Ottawa's Glasgow Flats is a gentle interpretation, sitting on the edge of the Glebe and beside the former Borden High School on Powell Avenue, a building that he is now converting into condos.

Image of the front of the Glasgow School or Art

The Glasgow School of Art, a magnificent stone building designed by Charles Rennie MacKintosh in 1896 when he was only 28, is the inspiration behind Doug Casey's Glasgow Condominium Flats project.

Mr. Casey has been paying tribute to Mr. MacKintosh ever since, keeping a folder of photographs from the School of Art in his computer.

"It is a thoughtful design. It is just very cool," says the man who seems to be in constant motion. In 2000, the Ontario New Home Warranty Program named him condominium builder of the year for his Jefferson Hall condos at 130 Glebe Ave. He also won the City of Ottawa Heritage Award for Design Excellence that same year.

His buildings have won design honours from the Ottawa-Carleton Home Builders' Association and in 2002, Builder Magazine named him developer of the year.

He has been a design darling favoured by urbanites and prime ministers. Former prime minister Joe Clark bought one of his townhomes on Creighton Street and outgoing prime minister Jean Chrétien and his wife, Aline, bought one of his customized semi-detached home across from Government House. He grins, shakes his head: "It's cool."

This time, he pooled the MacKintosh inspiration and the Glasgow School of Art with the design smarts of Ottawa architect Barry Hobin, designer Jason Grant-Henley, who is half of the Urban Keios team, and landscape architect Jerol Wheeler.

Mr. Hobin has interpreted the MacKintosh language of large-paned windows, flat roofs and small, curvy balconies in the Glasgow. The Casey team tweaked layouts after running a survey of potential buyers, asking what they wanted.

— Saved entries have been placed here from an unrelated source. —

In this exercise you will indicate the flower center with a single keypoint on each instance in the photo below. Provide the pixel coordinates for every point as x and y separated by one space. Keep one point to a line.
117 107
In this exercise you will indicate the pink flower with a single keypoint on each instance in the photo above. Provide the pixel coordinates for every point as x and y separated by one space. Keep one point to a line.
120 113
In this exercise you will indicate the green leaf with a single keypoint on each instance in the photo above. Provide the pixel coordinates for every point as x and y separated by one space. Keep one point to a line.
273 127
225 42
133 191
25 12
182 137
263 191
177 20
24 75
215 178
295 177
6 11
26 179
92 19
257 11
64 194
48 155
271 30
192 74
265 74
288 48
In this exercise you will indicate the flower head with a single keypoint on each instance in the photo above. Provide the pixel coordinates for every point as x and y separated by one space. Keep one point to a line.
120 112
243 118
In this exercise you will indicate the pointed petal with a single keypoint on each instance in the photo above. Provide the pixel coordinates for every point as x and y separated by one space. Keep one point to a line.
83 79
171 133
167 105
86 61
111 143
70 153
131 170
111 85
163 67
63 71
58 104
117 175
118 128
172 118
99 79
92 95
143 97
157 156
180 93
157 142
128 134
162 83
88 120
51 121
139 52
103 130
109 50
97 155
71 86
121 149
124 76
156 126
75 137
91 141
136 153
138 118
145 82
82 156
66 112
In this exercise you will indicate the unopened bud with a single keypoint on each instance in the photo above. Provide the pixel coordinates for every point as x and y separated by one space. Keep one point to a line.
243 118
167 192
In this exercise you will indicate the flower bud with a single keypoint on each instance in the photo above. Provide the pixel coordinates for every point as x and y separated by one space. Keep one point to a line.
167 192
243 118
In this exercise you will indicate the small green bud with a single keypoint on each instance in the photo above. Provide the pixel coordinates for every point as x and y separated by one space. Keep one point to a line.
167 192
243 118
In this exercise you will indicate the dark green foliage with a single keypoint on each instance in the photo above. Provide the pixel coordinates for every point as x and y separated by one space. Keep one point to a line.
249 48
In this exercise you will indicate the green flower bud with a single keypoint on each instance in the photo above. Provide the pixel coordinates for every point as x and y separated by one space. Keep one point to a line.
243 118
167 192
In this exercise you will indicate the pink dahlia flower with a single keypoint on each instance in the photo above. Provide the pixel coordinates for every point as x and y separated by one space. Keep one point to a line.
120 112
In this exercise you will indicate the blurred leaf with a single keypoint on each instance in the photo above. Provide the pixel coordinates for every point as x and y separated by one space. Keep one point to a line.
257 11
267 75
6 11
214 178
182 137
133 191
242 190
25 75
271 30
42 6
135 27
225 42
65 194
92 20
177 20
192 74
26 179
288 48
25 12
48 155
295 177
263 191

Inside, the Casey team delivered hardwood maple flooring, granite countertops, ceramic in the bathrooms, high ceilings, big windows, deep baseboards and open spaces. There are also two levels of underground parking and rooftop terraces.

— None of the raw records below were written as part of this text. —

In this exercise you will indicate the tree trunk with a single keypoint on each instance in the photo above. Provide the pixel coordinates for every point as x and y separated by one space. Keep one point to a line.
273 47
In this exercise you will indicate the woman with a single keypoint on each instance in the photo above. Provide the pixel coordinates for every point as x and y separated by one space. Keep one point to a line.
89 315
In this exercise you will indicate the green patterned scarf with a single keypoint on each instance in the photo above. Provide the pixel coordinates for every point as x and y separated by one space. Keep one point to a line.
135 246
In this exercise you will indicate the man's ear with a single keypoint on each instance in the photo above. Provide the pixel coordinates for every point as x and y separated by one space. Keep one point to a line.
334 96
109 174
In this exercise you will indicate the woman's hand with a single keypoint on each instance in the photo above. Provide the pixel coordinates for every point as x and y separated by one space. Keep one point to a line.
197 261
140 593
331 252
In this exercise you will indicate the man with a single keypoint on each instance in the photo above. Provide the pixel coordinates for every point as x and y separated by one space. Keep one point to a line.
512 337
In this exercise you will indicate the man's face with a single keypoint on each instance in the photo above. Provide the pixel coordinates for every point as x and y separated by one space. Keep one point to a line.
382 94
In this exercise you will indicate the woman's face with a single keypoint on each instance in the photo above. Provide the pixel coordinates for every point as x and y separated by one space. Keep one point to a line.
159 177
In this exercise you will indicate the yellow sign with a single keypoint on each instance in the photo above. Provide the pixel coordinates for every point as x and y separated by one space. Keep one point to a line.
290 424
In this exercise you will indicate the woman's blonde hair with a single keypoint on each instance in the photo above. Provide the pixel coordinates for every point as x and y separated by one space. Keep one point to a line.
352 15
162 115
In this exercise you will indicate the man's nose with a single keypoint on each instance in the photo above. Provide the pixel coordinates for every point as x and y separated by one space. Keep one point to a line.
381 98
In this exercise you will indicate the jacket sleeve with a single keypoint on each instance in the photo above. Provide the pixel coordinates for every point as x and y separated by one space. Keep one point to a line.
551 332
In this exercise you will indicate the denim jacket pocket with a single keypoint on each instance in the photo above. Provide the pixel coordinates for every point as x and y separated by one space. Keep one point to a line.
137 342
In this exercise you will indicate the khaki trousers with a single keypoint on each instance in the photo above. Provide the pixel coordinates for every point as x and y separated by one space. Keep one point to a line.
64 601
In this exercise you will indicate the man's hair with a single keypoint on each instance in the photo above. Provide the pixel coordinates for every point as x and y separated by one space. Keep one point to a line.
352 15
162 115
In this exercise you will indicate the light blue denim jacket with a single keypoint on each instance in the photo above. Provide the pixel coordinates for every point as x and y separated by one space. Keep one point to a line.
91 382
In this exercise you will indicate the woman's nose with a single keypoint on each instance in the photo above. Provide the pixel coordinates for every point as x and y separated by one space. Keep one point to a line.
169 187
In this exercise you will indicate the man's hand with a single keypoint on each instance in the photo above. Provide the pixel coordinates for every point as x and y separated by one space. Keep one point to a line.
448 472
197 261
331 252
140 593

Last weekend, buyers from their late 20s to early 60s sipped wine and bought space in the Glasgow. Sales ranged from $236,000 for a 762-square-foot condo up to $408,000 for a 1,403-square-foot two bedroom with a den.

Three buyers also paid $20,000 and $25,000 for a rooftop garden, including a young woman who said she didn't need a car or a parking spot, but wanted a rooftop terrace.

There are 22 private gardens with outlets for water and gas and a public garden with plans for lilac trees, flowers, benches and a nearby washroom.

The rooftop gardens were refined by Mr. Wheeler and encouraged by Mr. Casey, who first introduced them at the GlassWorks, a condo next to the Queensway and boasting inside ceilings soaring 17 feet.

"This is pioneer time again. We will see if there is an appetite for gardens," Mr. Casey said a few days before the launch. "I'm really pleased.

"The Glasgow is a second generation GlassWorks. You get better each time," he says.

One of the buyers is moving from Glassworks, which was finished a year ago and already has seen selling prices go from $240,000 to $290,000 on the resale market.